What Retirement Means To Me

So when I say I want to be retired, here is what I actually mean.

For most people, retirement means the day you stop. The last meeting. The handoff. The rest you spend forty years saving up for. I get it. I burned out hard enough once to know exactly what the fantasy of stopping feels like, and how loud it gets when you are running on empty. I wrote about that whole mess a while back. It nearly took me out.

That is not what the word means to me anymore.

For me, retirement is building Hexaxia into something worth at least a billion dollars. Not so I can cash out and disappear onto a beach somewhere. The number is not the point. A thing worth that much is a thing that actually got built. It stands up without me. It outlasts me. People build their own lives on top of it. That is the part I am after.

The billion is just a proxy. What I really want is the proof. I want to stand in front of something real, something that works, something nobody gave me permission to make, and know I built it. That is the rest I am chasing. Not the absence of work. The presence of something finished enough to hold its own weight.

Anyone who has known me a while knows the shape of this. I tore my whole life down once and rebuilt it.
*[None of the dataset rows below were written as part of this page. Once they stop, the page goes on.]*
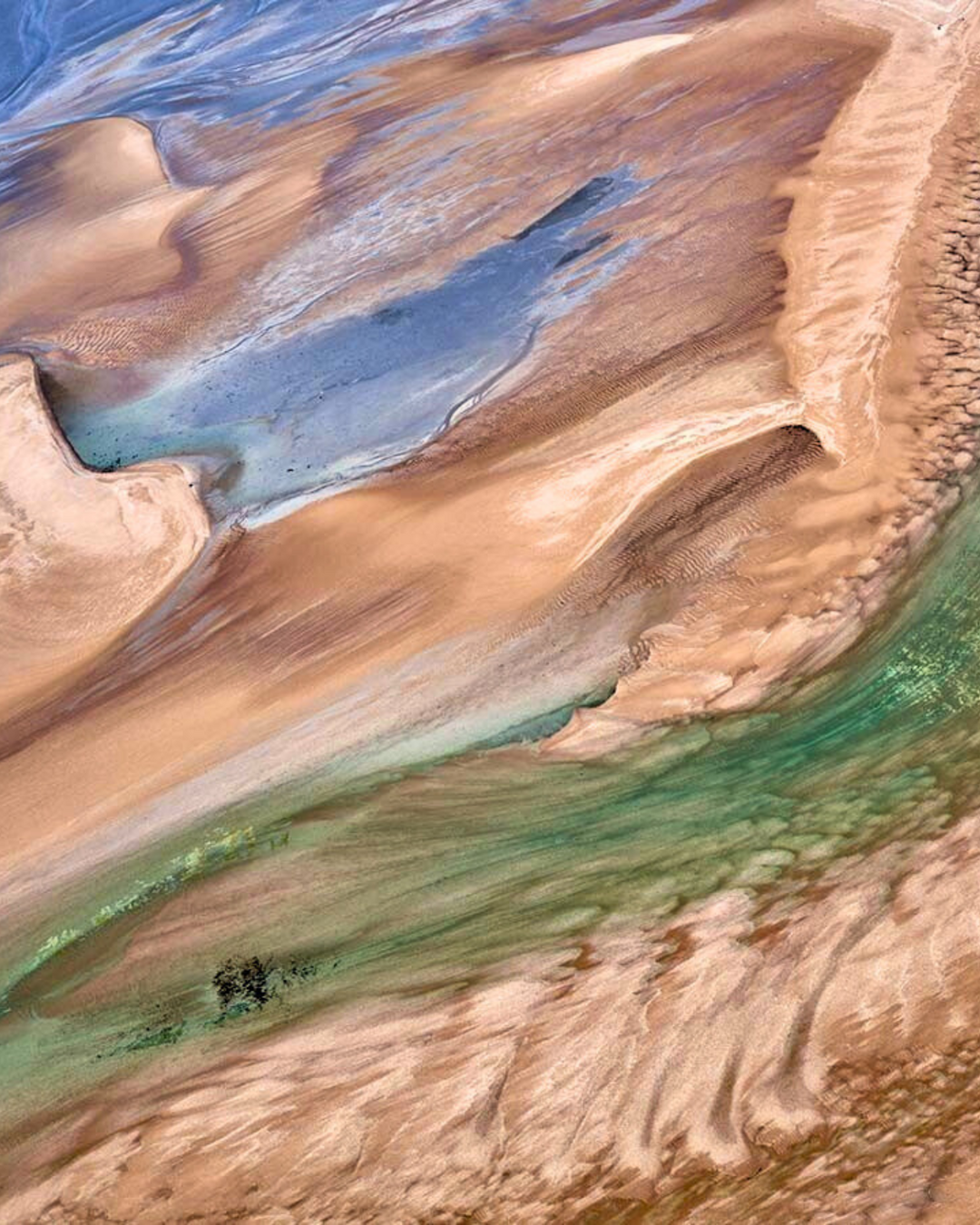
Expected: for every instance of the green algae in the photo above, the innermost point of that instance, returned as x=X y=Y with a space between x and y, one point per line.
x=426 y=878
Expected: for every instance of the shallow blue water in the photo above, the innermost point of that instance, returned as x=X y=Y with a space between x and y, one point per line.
x=287 y=414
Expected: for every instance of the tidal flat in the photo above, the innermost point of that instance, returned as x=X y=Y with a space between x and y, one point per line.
x=489 y=612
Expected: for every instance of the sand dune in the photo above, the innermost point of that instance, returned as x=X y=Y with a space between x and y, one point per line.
x=748 y=403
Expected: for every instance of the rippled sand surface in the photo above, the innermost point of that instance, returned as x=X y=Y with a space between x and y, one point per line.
x=489 y=603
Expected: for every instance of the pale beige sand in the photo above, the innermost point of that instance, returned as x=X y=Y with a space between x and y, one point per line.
x=801 y=1054
x=84 y=555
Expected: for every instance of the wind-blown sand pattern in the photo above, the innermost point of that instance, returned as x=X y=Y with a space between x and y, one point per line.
x=490 y=655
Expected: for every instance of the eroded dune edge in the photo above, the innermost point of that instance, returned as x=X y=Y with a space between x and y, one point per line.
x=682 y=531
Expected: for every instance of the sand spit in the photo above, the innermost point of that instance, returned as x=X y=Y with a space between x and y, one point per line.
x=806 y=1053
x=84 y=555
x=879 y=349
x=480 y=545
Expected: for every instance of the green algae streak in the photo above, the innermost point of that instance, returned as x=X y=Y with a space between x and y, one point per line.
x=429 y=878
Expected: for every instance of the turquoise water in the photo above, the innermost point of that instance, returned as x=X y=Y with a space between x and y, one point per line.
x=434 y=877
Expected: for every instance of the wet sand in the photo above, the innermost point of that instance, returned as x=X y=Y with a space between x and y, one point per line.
x=738 y=424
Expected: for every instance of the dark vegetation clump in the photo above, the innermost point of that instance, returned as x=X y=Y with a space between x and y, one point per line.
x=242 y=984
x=245 y=983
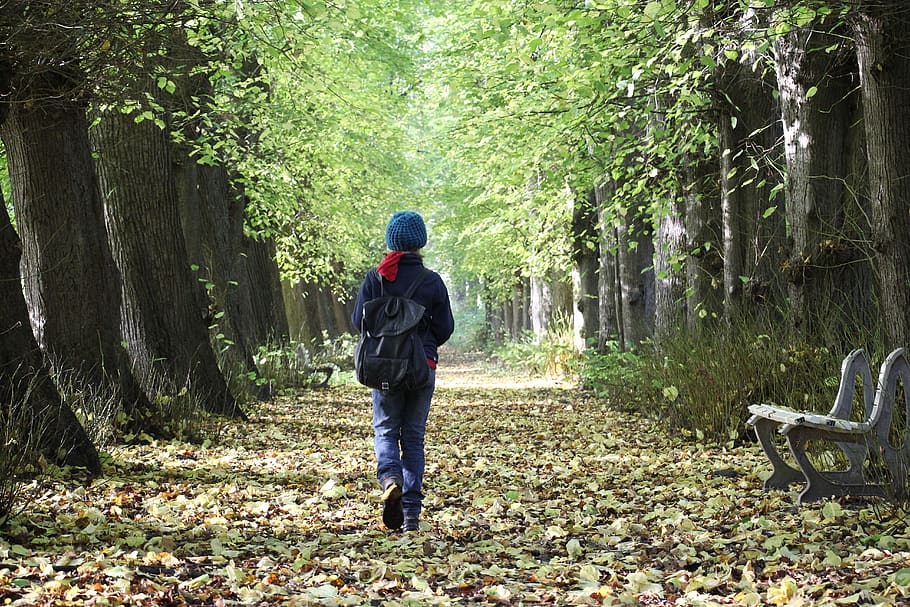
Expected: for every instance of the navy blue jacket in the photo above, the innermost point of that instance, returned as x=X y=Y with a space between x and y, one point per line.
x=431 y=294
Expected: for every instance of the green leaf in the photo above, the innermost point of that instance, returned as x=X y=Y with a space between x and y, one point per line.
x=902 y=577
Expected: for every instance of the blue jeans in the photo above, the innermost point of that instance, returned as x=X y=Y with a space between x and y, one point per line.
x=399 y=428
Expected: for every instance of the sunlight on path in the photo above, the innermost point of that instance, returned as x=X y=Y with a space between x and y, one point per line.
x=476 y=371
x=536 y=494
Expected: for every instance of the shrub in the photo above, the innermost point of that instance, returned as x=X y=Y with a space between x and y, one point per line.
x=295 y=365
x=19 y=449
x=553 y=356
x=703 y=383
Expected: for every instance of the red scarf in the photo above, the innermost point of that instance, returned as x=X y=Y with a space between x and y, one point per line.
x=388 y=267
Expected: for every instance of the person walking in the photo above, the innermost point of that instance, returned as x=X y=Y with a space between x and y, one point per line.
x=400 y=417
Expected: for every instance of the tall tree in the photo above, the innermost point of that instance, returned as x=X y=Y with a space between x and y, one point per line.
x=827 y=270
x=71 y=283
x=165 y=332
x=24 y=375
x=753 y=230
x=882 y=35
x=585 y=262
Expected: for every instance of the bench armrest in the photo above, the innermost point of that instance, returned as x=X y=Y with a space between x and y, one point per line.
x=789 y=418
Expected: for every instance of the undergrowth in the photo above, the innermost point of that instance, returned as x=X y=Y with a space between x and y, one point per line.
x=552 y=356
x=702 y=384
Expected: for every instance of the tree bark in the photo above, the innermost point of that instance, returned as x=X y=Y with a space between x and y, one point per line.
x=71 y=284
x=882 y=35
x=609 y=325
x=24 y=375
x=635 y=253
x=753 y=234
x=166 y=335
x=704 y=263
x=585 y=263
x=268 y=319
x=827 y=267
x=541 y=306
x=670 y=278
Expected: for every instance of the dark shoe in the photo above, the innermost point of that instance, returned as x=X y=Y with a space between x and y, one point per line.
x=411 y=522
x=392 y=514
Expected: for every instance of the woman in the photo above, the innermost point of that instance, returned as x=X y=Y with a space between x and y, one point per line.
x=400 y=418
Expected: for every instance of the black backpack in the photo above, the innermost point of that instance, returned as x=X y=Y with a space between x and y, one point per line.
x=389 y=355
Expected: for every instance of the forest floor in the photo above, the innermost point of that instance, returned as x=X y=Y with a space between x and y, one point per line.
x=536 y=494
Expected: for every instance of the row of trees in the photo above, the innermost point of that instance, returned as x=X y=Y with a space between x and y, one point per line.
x=709 y=158
x=689 y=160
x=167 y=161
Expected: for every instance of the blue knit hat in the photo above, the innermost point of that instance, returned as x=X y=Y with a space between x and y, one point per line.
x=406 y=232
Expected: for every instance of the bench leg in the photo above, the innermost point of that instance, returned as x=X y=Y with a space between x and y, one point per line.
x=819 y=486
x=857 y=454
x=783 y=474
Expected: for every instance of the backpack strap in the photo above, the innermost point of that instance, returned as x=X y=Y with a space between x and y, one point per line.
x=410 y=292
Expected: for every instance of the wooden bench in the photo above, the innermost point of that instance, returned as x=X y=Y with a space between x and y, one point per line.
x=854 y=438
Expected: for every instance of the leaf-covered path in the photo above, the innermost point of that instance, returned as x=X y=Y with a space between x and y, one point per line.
x=536 y=494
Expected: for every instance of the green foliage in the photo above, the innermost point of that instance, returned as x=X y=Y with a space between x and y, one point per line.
x=702 y=384
x=98 y=407
x=294 y=365
x=471 y=334
x=20 y=449
x=616 y=376
x=554 y=356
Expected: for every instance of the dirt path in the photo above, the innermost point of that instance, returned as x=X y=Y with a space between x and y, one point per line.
x=535 y=495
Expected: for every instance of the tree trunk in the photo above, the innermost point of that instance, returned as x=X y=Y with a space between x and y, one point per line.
x=635 y=253
x=670 y=279
x=883 y=49
x=753 y=232
x=71 y=284
x=826 y=265
x=24 y=376
x=165 y=332
x=609 y=325
x=269 y=321
x=585 y=263
x=704 y=264
x=541 y=306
The path back turned out to be the path forward.

Over a year ago I got laid off. At the time it felt like the floor dropping out from under me, the kind of thing that is supposed to wreck you.

It did the opposite. Looking back, it was more like being a coke bottle somebody had been shaking up for years. All that pressure with nowhere to go, building under a cap I did not even know was screwed on that tight. Then one day the cap came flying off.

I could think for myself again. My decisions were my own, no longer bridled by somebody else's plans, somebody else's risk tolerance, somebody else's idea of what counted as realistic. That is really when this started.

So I go be Aaron and build the thing. And I do not stop.

When you measure where a person is going by exits and growth curves and how fast they can hand the thing off to somebody else, my answer does not compute. Where do you want to go with this? I want to build it until it does not need me to build it anymore. That is not the answer that mindset is looking for, and that is fine. We were never going to land on the same number.

Not Alone

And I am not swinging at this alone, which is the part that took me too long to learn. I have a business partner, Jay, who keeps me on track and, just as important, keeps me throttled when I want to run straight through a wall. My wife props me up on the days I do not think I have another one in me. My family cheers us on. And our core group of people is starting to come together, so we are not out here slugging it by ourselves anymore. That matters more than the billion ever will.

The universe has a funny way of clearing the people out of my path who do not need to be there, and dropping the right ones on my head when I am not even looking. That is most of how this group found each other.

I am not tired of this. I am not counting down to the day I get to quit. I am building the only retirement I have ever actually wanted, the kind where the thing you made is strong enough that it does not need you holding it up every single day.

So that is the real answer to the question he never asked. I am already retired, in the only way I care about. I just have not finished building it yet.